On Sunday, Timothy Geithner said that the Republicans would ultimately agree to raise tax rates on the rich to avert a fiscal crisis. 
Markets have been jittery amid negotiations between Democrats and Republicans to avoid a set of spending cuts and tax increases due to come into effect on January 1 if U.S. lawmakers cannot reach an agreement on reducing the budget deficit. 
News Corp surged 1.06% amid reports it is preparing to name Robert Thomson, a close confidant of Chairman and CEO Rupert Murdoch, to lead its new publishing company by the end of next week. 
Financial stocks were also broadly higher, as shares in JP Morgan added 0.24% and Citigroup rose 0.20%, while Bank of America and Goldman Sachs climbed 0.71% and 1.23% respectively. 
Separately, Bank of America was said to be holding off on plans for new checking-account fees that could have affected some 10 million customers by year's end, avoiding a possible repeat of last year's protests over consumer banking fees. 
Airline companies were also in focus, after Singapore Airlines said it was in talks with interested parties, including Delta Airlines, to sell its 49% stake in British carrier Virgin Atlantic. The news sent shares in Delta Airlines down 0.50% 
Boeing added to losses, falling 0.31%, after the company and the union that represents its 23,000 engineers tentatively agreed to resume labor talks on Tuesday, after their negotiations on a new contract ended abruptly on Thursday. 

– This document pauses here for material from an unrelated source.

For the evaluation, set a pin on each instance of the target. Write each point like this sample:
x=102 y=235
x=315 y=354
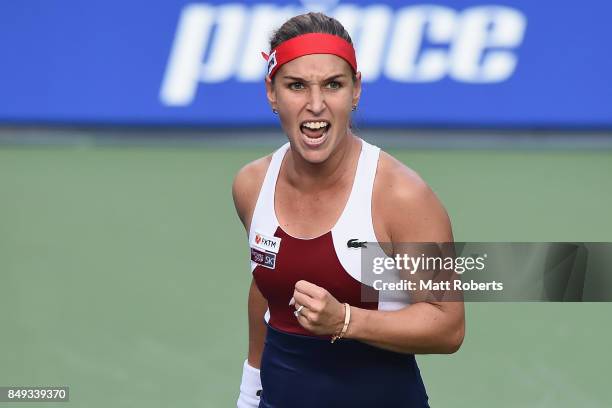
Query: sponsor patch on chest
x=264 y=249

Elsewhere, Martin Marietta Materials dipped 0.03%, as it was expected to make a friendly offer to buy rival Vulcan Materials, rather than attempt another hostile takeover, according to the Wall Street Journal. 
At the close of European trade, the EURO STOXX 50 added 0.28%, France’s CAC 40  eased higher by 0.26%, while Germany’s DAX 30 climbed 0.40%. 
Investors are awaiting the Canadian interest rate decision and the Australian GDP on Tuesday.